Why My Garage Door Stopped Working in Cold Weather
When winter hits, you’re even more thankful for your garage than usual. No dealing with the elements for you—you can just get right in your car without even leaving your home.
Unfortunately, there is one wrinkle in this: Your garage door is less likely to work properly in the cold weather. If you want to find out why garage springs break in the cold and what to do about it, read on.
Issues with freezing
If the weather is getting icy and the temperatures outside are below freezing, it’s possible that the garage door could be frozen shut. If that’s the case, don’t continue to attempt to open the door, as it could lead to more damage. Check the door’s weatherstripping—the rubber part that’s at the bottom of the door and seals it when it’s closed.
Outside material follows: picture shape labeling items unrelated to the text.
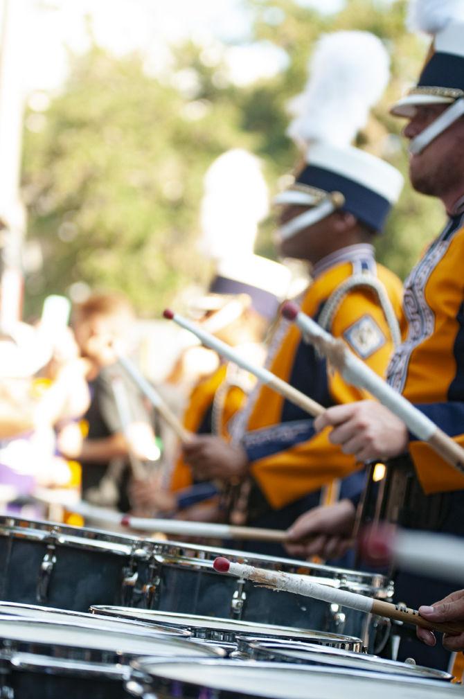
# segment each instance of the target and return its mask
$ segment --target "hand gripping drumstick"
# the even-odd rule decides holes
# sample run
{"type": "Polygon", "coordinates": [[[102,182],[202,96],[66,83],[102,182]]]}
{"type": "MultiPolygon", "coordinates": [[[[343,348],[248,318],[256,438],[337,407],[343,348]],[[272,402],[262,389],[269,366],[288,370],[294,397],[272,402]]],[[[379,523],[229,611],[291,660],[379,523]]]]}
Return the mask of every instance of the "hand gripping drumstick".
{"type": "Polygon", "coordinates": [[[134,384],[140,389],[144,396],[146,396],[153,407],[158,410],[159,415],[175,433],[180,441],[184,443],[190,442],[192,437],[191,433],[185,429],[158,391],[147,381],[130,359],[118,354],[116,350],[115,351],[117,361],[127,375],[132,379],[134,384]]]}
{"type": "Polygon", "coordinates": [[[289,320],[295,321],[311,344],[327,357],[345,381],[368,391],[403,420],[419,439],[428,442],[448,463],[464,473],[464,449],[358,359],[342,340],[323,330],[312,318],[302,313],[295,303],[285,303],[282,314],[289,320]]]}
{"type": "Polygon", "coordinates": [[[272,372],[268,371],[267,369],[264,369],[260,366],[255,366],[254,364],[248,361],[247,359],[241,356],[235,350],[233,350],[229,345],[222,342],[209,333],[205,333],[204,330],[199,328],[194,323],[191,323],[189,320],[182,317],[181,315],[178,315],[177,313],[174,313],[168,308],[164,311],[163,315],[168,320],[173,320],[181,328],[189,330],[204,345],[211,347],[212,350],[215,350],[222,356],[226,357],[242,369],[245,369],[247,371],[249,371],[250,373],[254,374],[263,384],[273,389],[276,393],[280,394],[281,396],[287,398],[291,403],[294,403],[294,405],[298,405],[302,410],[309,413],[310,415],[316,417],[324,412],[325,408],[322,405],[319,405],[315,401],[312,401],[309,396],[301,393],[300,391],[297,391],[293,386],[287,384],[285,381],[282,381],[278,376],[273,374],[272,372]]]}
{"type": "Polygon", "coordinates": [[[361,534],[360,549],[363,559],[377,567],[394,561],[402,570],[464,583],[464,542],[457,536],[384,524],[361,534]]]}
{"type": "Polygon", "coordinates": [[[279,570],[266,570],[253,565],[234,563],[227,559],[219,557],[215,560],[213,568],[217,572],[228,572],[237,577],[245,578],[253,582],[284,592],[293,592],[305,597],[312,597],[333,604],[348,607],[350,609],[365,612],[367,614],[378,614],[387,619],[405,621],[416,626],[421,626],[432,631],[442,631],[444,633],[462,633],[464,622],[433,624],[421,617],[416,610],[393,605],[389,602],[382,602],[372,597],[365,597],[355,592],[338,590],[336,588],[321,585],[307,579],[307,576],[296,575],[294,573],[282,572],[279,570]]]}

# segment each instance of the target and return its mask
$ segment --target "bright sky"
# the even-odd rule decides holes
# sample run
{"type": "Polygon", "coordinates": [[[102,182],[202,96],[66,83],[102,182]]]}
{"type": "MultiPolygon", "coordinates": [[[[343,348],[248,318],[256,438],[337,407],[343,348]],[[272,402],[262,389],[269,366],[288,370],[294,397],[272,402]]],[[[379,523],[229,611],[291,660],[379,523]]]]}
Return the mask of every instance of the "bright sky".
{"type": "MultiPolygon", "coordinates": [[[[344,0],[298,0],[321,11],[336,11],[344,0]]],[[[5,0],[0,0],[0,6],[5,0]]],[[[241,0],[9,0],[22,6],[27,33],[27,87],[52,88],[66,74],[66,50],[84,50],[88,26],[97,43],[117,54],[139,50],[147,69],[168,65],[168,43],[187,36],[221,50],[223,42],[243,41],[249,20],[241,0]],[[25,11],[25,14],[24,13],[25,11]]],[[[272,44],[226,49],[231,78],[239,84],[272,75],[285,64],[283,51],[272,44]]]]}

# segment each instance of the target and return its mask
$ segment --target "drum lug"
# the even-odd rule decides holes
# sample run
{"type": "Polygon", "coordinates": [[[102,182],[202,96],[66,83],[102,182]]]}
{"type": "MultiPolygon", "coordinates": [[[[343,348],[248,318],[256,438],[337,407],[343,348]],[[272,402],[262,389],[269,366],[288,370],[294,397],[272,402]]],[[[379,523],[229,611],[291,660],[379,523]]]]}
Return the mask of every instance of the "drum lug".
{"type": "Polygon", "coordinates": [[[48,600],[48,586],[56,562],[55,544],[49,544],[47,547],[47,552],[41,563],[38,579],[37,580],[36,596],[38,602],[45,603],[48,600]]]}
{"type": "Polygon", "coordinates": [[[152,559],[149,565],[150,575],[148,582],[142,586],[142,598],[145,609],[154,609],[157,603],[157,593],[161,582],[159,563],[152,559]]]}
{"type": "Polygon", "coordinates": [[[244,587],[245,580],[240,577],[237,581],[237,589],[233,593],[231,601],[231,617],[232,619],[242,618],[243,605],[247,601],[247,593],[243,589],[244,587]]]}
{"type": "Polygon", "coordinates": [[[331,619],[335,626],[335,633],[340,633],[345,628],[345,624],[347,621],[347,615],[345,612],[342,611],[342,607],[340,605],[331,604],[331,619]]]}
{"type": "Polygon", "coordinates": [[[137,584],[138,573],[132,568],[128,566],[124,571],[122,586],[121,590],[122,603],[124,607],[130,607],[132,602],[132,593],[137,584]]]}

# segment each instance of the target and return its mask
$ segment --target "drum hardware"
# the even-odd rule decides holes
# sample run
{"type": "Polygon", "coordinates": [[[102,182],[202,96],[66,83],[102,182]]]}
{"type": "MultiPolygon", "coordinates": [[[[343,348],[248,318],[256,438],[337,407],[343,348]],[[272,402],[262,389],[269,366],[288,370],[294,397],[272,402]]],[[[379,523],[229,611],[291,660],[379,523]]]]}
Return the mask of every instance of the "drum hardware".
{"type": "MultiPolygon", "coordinates": [[[[414,661],[400,663],[368,654],[317,646],[301,642],[275,640],[266,638],[243,639],[240,646],[243,659],[289,663],[303,665],[331,665],[335,668],[363,670],[398,675],[423,679],[451,682],[449,672],[433,668],[419,667],[414,661]]],[[[233,657],[238,657],[236,654],[233,657]]]]}
{"type": "Polygon", "coordinates": [[[154,552],[148,564],[148,579],[141,590],[142,606],[145,609],[152,609],[157,604],[161,582],[161,565],[154,552]]]}
{"type": "Polygon", "coordinates": [[[126,682],[141,699],[451,699],[462,689],[447,682],[394,672],[260,661],[140,658],[126,682]]]}
{"type": "Polygon", "coordinates": [[[138,581],[138,563],[140,561],[146,560],[148,556],[148,552],[145,549],[140,548],[138,544],[134,542],[127,565],[122,569],[121,583],[121,603],[122,605],[130,606],[131,604],[134,596],[133,593],[138,581]]]}
{"type": "Polygon", "coordinates": [[[336,605],[333,603],[330,605],[329,609],[331,619],[333,622],[335,630],[340,630],[340,631],[342,630],[345,628],[345,624],[347,620],[347,615],[342,611],[342,607],[341,607],[340,605],[336,605]]]}
{"type": "Polygon", "coordinates": [[[41,563],[41,569],[37,579],[36,596],[37,601],[41,604],[45,603],[48,600],[48,587],[56,562],[55,545],[49,544],[47,547],[47,552],[41,563]]]}
{"type": "Polygon", "coordinates": [[[243,578],[239,578],[237,580],[237,589],[234,591],[231,602],[231,617],[232,619],[240,619],[242,618],[243,605],[247,601],[247,593],[244,590],[245,584],[243,578]]]}
{"type": "Polygon", "coordinates": [[[171,612],[157,612],[152,610],[124,607],[92,606],[91,612],[123,619],[131,619],[151,626],[153,624],[187,629],[194,638],[208,641],[233,643],[238,650],[241,643],[249,637],[272,638],[276,640],[305,641],[321,646],[341,648],[355,653],[363,651],[359,638],[310,629],[292,628],[266,624],[254,624],[243,620],[221,619],[215,617],[200,617],[189,614],[174,614],[171,612]]]}
{"type": "MultiPolygon", "coordinates": [[[[143,603],[137,602],[133,606],[176,614],[210,617],[214,614],[215,617],[252,623],[296,628],[303,626],[309,630],[336,634],[342,633],[362,638],[369,651],[374,651],[374,634],[371,632],[375,617],[341,607],[345,622],[340,631],[342,618],[333,619],[333,612],[326,603],[313,601],[309,605],[302,603],[296,596],[281,593],[279,603],[275,604],[273,591],[254,586],[249,581],[245,581],[245,584],[240,582],[238,586],[237,578],[231,578],[226,584],[218,583],[212,561],[217,555],[227,555],[224,549],[168,541],[157,542],[152,550],[152,556],[159,565],[159,569],[155,572],[161,578],[161,582],[158,584],[158,580],[154,579],[154,572],[150,572],[147,577],[144,577],[144,581],[147,579],[150,584],[157,586],[155,599],[154,601],[152,599],[155,591],[152,589],[150,598],[150,589],[145,589],[145,594],[140,595],[143,597],[143,603]],[[147,605],[147,596],[149,606],[147,605]]],[[[391,582],[378,573],[348,570],[240,551],[229,550],[228,554],[234,561],[246,561],[269,570],[284,570],[331,588],[356,591],[381,600],[390,600],[393,595],[391,582]]]]}

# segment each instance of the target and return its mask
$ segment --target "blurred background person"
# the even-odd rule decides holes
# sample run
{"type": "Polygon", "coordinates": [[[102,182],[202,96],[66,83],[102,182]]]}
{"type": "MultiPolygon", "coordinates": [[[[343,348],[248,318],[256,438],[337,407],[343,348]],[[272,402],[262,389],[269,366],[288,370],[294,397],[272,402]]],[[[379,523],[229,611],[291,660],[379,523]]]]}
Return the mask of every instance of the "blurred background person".
{"type": "MultiPolygon", "coordinates": [[[[289,291],[291,273],[284,265],[253,252],[258,225],[269,208],[259,160],[243,149],[223,153],[206,172],[204,192],[201,245],[212,261],[215,274],[208,292],[190,301],[189,312],[205,331],[261,365],[267,332],[289,291]]],[[[197,349],[198,345],[184,353],[191,355],[187,360],[189,376],[192,350],[197,349]]],[[[217,435],[229,441],[229,422],[242,407],[255,379],[211,350],[204,351],[214,354],[213,369],[201,374],[203,365],[199,363],[201,375],[189,394],[183,424],[196,434],[217,435]]],[[[181,361],[185,363],[185,356],[181,361]]],[[[151,489],[140,482],[134,484],[133,493],[136,501],[154,510],[171,514],[180,510],[184,518],[217,521],[225,516],[218,492],[222,489],[220,478],[213,482],[194,477],[177,445],[164,487],[159,481],[154,481],[151,489]]]]}
{"type": "Polygon", "coordinates": [[[59,442],[65,456],[82,464],[82,498],[122,512],[130,507],[127,488],[133,460],[143,464],[160,456],[152,411],[118,368],[112,347],[117,343],[118,352],[130,352],[135,323],[131,305],[120,294],[96,294],[74,309],[73,327],[87,363],[91,402],[84,435],[64,431],[59,442]]]}
{"type": "MultiPolygon", "coordinates": [[[[16,510],[37,486],[69,484],[57,434],[89,404],[86,365],[66,326],[67,316],[50,324],[49,301],[35,326],[10,323],[0,338],[0,483],[10,487],[5,494],[16,510]]],[[[60,303],[68,309],[66,299],[60,297],[60,303]]]]}
{"type": "MultiPolygon", "coordinates": [[[[376,373],[384,373],[400,341],[400,280],[375,261],[376,233],[396,203],[400,172],[351,145],[389,79],[389,57],[368,32],[323,36],[305,91],[294,101],[289,129],[300,146],[296,175],[276,197],[281,206],[280,254],[300,260],[311,283],[298,298],[302,310],[343,338],[376,373]]],[[[349,385],[308,345],[298,329],[280,319],[266,366],[324,406],[349,403],[364,392],[349,385]]],[[[198,436],[184,457],[198,477],[238,483],[229,517],[233,524],[287,527],[298,513],[361,493],[361,464],[317,434],[303,409],[258,384],[234,419],[232,440],[198,436]]],[[[268,542],[245,542],[257,552],[282,555],[268,542]]]]}

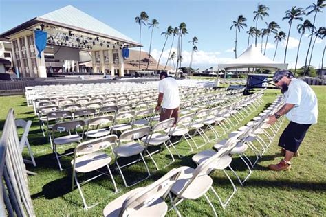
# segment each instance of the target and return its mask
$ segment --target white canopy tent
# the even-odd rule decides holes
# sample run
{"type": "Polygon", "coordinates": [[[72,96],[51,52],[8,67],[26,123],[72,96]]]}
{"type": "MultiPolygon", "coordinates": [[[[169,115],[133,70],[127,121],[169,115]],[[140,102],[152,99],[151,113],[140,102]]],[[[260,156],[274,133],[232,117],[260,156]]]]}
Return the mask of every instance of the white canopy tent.
{"type": "Polygon", "coordinates": [[[263,68],[269,69],[286,69],[287,63],[277,62],[265,56],[254,46],[250,45],[237,59],[227,63],[219,64],[218,70],[226,71],[239,68],[263,68]]]}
If this part is frozen, go inside the garage, and use a hammer to lightly tap at the bottom of the door, thereby breaking up the ice so that the door can be opened.
Metal in cold weather
Your garage door springs are made of metal, which will contract in the cold. Other metal components involved in the operation of the door will do the same and seize up. One quick fix is to add more silicone-based lubricant to the springs, rollers, hinges and any other moving part. Do this ahead of time to prevent garage door springs breaking.
If you’ve ever left out cooking grease, you know that it’s going to harden in the cold. The same goes with the lubricant used to open the garage door. Using a small brush and grease solvent, get rid of any hardened grease that’s accumulated. Then apply a silicone-based lubricant to get the moving parts working properly again.
Remote sensor damage
Your garage door will have a remote sensor that’s used every time you open and close the door. It’s possible (though unlikely) that extreme cold temperatures could cause this sensor to crack.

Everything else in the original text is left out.